Political Economy & Governance in Health

Understanding and acting on global health requires an appreciation for the structuring influence of governance, political economy, and politics on health. Dynamics of globalization influence patterns of infectious and non-communicable disease around the world, and global health is influenced by a vast array of institutions, from the World Health Organization to local public health departments, from transnational scientific groups to grassroots activist collectives, and from formal religious structures to the structure of the family. Global health is also deeply influenced by our political economy, which shapes the role of markets and governance in health services, as well as the background distribution of resources and power that condition health outcomes.

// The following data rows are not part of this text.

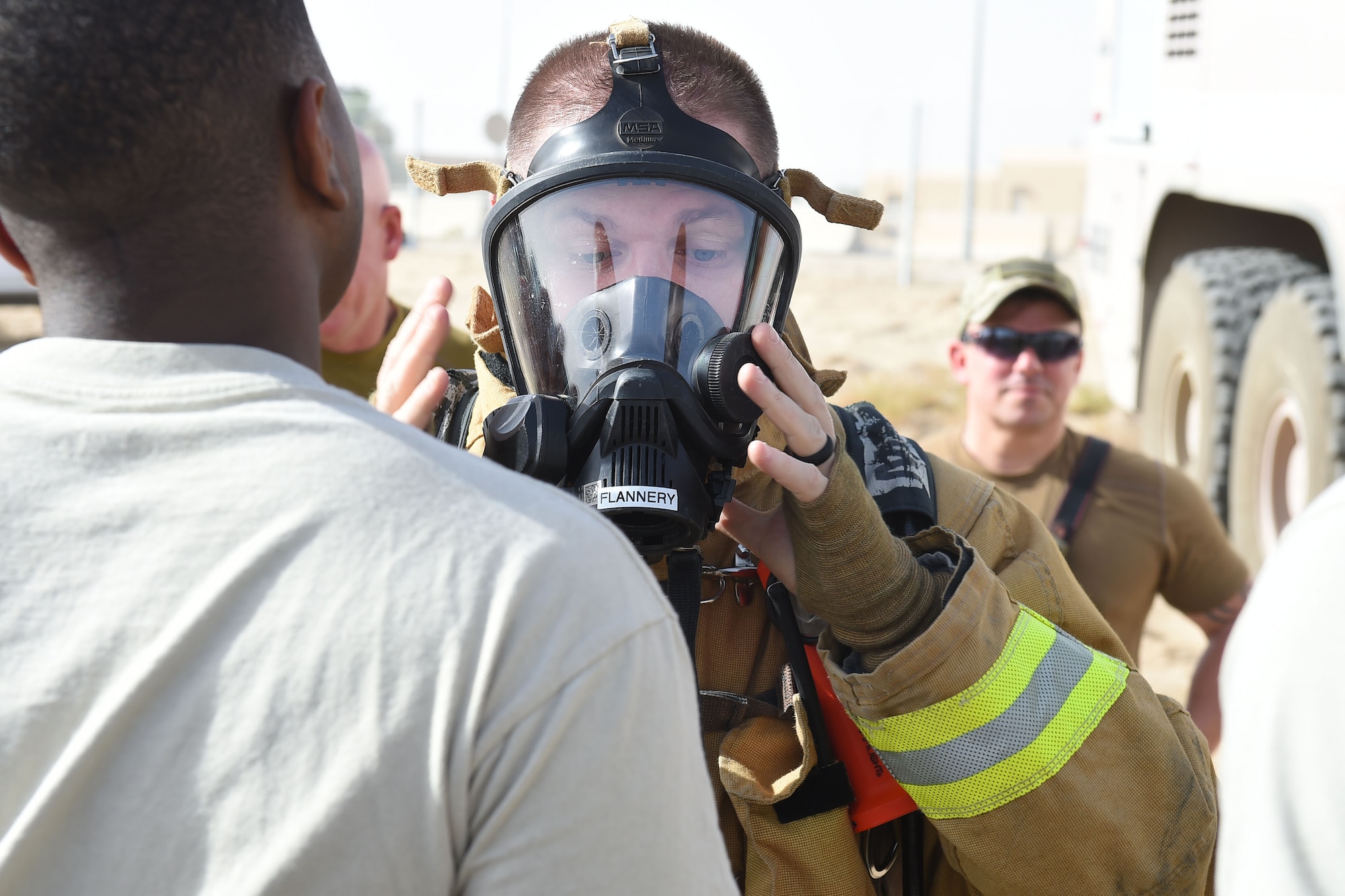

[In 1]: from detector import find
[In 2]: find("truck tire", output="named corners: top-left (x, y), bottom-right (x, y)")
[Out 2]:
top-left (1228, 276), bottom-right (1345, 571)
top-left (1139, 247), bottom-right (1321, 522)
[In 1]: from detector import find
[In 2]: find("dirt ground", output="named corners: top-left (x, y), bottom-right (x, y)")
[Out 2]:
top-left (0, 241), bottom-right (1205, 700)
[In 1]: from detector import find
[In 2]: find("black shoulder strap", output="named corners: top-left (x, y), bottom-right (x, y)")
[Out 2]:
top-left (430, 370), bottom-right (480, 448)
top-left (1050, 436), bottom-right (1111, 556)
top-left (833, 401), bottom-right (939, 538)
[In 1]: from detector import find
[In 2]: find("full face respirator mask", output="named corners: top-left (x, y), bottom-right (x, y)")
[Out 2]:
top-left (468, 21), bottom-right (800, 559)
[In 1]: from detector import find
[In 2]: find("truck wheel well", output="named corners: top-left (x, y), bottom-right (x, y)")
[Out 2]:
top-left (1141, 192), bottom-right (1330, 355)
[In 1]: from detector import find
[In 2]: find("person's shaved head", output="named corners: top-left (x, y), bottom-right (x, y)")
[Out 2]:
top-left (319, 128), bottom-right (404, 354)
top-left (0, 0), bottom-right (362, 366)
top-left (0, 0), bottom-right (321, 225)
top-left (355, 128), bottom-right (391, 208)
top-left (508, 22), bottom-right (780, 175)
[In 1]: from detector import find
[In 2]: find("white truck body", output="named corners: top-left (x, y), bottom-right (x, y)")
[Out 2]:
top-left (1083, 0), bottom-right (1345, 409)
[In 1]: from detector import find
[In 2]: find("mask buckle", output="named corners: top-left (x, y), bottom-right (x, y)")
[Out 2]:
top-left (607, 34), bottom-right (662, 75)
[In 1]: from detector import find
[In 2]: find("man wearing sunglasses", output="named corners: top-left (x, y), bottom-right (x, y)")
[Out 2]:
top-left (317, 128), bottom-right (472, 398)
top-left (929, 258), bottom-right (1250, 748)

Students will develop this competency by investigating questions such as: How is the distribution and burden of ill-health shaped by the reach of the criminal law? What are the health implications of current systems for the development of new medicines, or user fees in healthcare? How does global governance condition the transmission and treatment of disease? What, if anything, do democracy, global justice, and global health have to do with one another?

Departments and programs at Yale from which courses may be drawn for this global health competency include but are not limited to: Economics; Global Affairs; Political Science; Ethics, Politics and Economics; Human Rights Studies.